New York's pension fund has joined thousands of institutions worldwide in cutting ties with coal.
In an opinion piece published July 12 on Times Union, New York State Comptroller Thomas DiNapoli said the New York State Common Retirement Fund, which he oversees, divested from 22 thermal coal mining companies that it deemed as "not prepared to thrive, or even survive, in the low-carbon economy."
The decision was made after assessing the climate-resilience and preparedness to transition to a low-carbon economy of companies in its portfolio in line with the pension fund's climate action plan, according to DiNapoli.
The comptroller announced in January that the pension fund was considering to divest from 27 thermal coal mining companies, including Peabody Energy Corp., Consol Energy Inc., Anglo American PLC, Arch Resources Inc., China Coal Energy Co. Ltd., China Shenhua Energy Co. Ltd., Coal India Ltd. and Contura Energy Inc., among others.
The New York State Common Retirement Fund is the third-largest public pension fund in the U.S with over US$200 billion in assets.
Advocacy group 350.org, along with several others, praised the decision.

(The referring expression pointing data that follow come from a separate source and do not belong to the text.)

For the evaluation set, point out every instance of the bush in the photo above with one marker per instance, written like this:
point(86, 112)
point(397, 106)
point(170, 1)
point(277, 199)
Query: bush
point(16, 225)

The group's regional organizer, Dominique Thomas, said the comptroller moved the pension fund out of "financially risky and destructive industry."
Citing the New York State Common Retirement Fund's latest disclosure, the group said in a July 15 release that the pension fund had invested over US$12 billion in companies involved in fossil fuels.
"In recent years, these investments have severely underperformed the rest of the stock market and dragged down overall performance of the fund," 350.org claimed.
The group said more than 1,240 institutions globally, with assets over US$14 trillion, have divested from fossil fuels.